Pope: Having One Lung Enough for Healthy Life, Say Doctors

Pope’s one lung: Jorge Bergoglio of Buenos Aires, named Pope Francis on Wednesday, had a lung removed as a teenager, but this has not greatly affected his health and should not impact it in the future, say experts.
Pope: Having One Lung Enough for Healthy Life, Say Doctors
Argentina's Jorge Bergoglio, elected Pope Francis I waves from the window of St Peter's Basilica's balcony after being elected the 266th pope of the Roman Catholic Church on March 13, 2013, at the Vatican. (Vincenzo Pinto/AFP/Getty Images)
Tara MacIsaac
3/14/2013
Updated:
7/18/2015

At a time when antibiotics were not as readily available, the teenaged Jorge Bergoglio—now the 76-year-old Pope Francis—had a lung removed due to infection, reports NBC News and the Associated Press.

“It was probably a pretty bad infection, and maybe even an abscess, that might have caused him to bleed,” Dr. John Belperio, association professor of pulmonary and critical care medicine at the David Geffen School of Medicine at University of California Los Angeles, told Time magazine. “If he were bleeding a lot in the lung, the only thing to do is to resect the lung, take it out, to stop the bleeding.”

When Pope Benedict XVI resigned in February, citing health problems and age, many expected a more youthful pope and overlooked Bergoglio as a viable candidate. Doctors say, however, that having one lung is no reason to fear poor health.
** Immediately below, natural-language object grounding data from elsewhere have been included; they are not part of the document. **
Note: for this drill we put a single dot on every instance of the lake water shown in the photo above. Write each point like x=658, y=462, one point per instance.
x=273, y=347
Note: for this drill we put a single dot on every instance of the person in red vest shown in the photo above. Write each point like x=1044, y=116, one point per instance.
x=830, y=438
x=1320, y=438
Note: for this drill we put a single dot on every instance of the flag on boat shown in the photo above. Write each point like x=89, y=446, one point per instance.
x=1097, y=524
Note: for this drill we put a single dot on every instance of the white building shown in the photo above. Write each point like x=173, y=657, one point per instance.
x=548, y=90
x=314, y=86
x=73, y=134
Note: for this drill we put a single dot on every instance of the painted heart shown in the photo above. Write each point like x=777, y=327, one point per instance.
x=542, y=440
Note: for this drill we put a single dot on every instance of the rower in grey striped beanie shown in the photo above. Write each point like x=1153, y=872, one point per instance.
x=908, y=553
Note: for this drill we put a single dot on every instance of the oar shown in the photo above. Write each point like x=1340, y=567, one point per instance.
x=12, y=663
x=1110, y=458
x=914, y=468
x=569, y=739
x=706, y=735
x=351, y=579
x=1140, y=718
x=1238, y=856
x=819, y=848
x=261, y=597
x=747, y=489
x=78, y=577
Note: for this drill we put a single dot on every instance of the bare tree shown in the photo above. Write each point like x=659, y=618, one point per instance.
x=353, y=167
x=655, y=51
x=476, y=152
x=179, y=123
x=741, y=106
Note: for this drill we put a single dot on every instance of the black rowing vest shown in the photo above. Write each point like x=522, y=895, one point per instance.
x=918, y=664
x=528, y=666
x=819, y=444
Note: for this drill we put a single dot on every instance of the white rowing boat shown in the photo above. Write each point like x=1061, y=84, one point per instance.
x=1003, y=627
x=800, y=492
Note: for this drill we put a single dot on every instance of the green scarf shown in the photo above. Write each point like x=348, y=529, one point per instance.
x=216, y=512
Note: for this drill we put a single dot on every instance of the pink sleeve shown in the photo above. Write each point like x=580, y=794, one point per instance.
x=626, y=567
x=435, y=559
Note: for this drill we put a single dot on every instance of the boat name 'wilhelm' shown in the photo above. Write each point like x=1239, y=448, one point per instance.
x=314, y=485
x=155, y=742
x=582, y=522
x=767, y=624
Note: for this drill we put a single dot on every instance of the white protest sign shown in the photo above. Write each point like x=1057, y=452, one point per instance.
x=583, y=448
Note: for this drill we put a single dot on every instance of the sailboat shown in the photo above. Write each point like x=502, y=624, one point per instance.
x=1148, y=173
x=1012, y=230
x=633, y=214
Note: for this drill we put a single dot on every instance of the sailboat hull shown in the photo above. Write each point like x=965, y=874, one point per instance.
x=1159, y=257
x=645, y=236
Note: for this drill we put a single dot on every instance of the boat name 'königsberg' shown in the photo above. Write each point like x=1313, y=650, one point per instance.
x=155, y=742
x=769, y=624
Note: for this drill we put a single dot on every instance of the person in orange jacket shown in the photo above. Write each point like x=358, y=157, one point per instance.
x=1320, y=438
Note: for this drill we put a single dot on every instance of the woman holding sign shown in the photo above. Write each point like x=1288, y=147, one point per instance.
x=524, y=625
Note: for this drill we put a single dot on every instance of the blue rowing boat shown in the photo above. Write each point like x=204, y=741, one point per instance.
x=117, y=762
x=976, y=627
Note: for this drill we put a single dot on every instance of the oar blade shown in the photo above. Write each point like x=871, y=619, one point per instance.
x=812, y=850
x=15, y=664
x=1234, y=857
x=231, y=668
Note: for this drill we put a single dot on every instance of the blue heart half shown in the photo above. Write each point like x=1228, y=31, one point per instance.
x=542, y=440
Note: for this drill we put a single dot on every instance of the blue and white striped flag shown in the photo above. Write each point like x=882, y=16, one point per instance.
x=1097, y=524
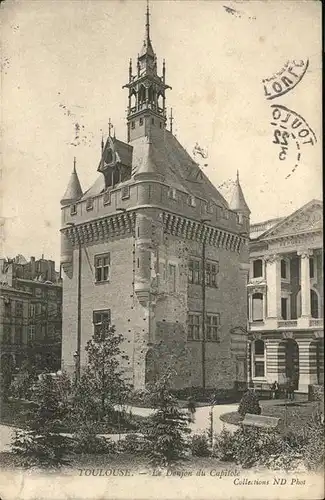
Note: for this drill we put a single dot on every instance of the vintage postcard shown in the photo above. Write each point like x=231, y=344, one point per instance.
x=161, y=261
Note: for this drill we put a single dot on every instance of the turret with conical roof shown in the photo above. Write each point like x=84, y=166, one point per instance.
x=73, y=192
x=238, y=202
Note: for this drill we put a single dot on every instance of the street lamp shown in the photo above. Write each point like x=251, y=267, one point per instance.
x=202, y=221
x=77, y=353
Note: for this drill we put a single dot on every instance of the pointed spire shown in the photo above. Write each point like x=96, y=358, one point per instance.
x=238, y=202
x=147, y=47
x=73, y=191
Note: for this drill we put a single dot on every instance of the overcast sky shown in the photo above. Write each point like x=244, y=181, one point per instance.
x=64, y=62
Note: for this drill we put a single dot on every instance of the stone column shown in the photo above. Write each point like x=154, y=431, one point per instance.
x=305, y=287
x=273, y=279
x=274, y=362
x=307, y=368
“Without seeing and testing him, I would comfortably say he functions at 85 to 90 percent capacity of someone his age that has both lungs and hasn’t taken such good care of himself,” Dr. Zab Mosenifar, a lung expert at Cedars Sinai Medical Center in Los Angeles, told NBC. “It just didn’t faze me.”

Dr. Edward Salerno, a pulmonologist with Hartford Hospital in Hartford, Conn., agreed. He told NBC that many people with one lung live healthy, and even active, lives.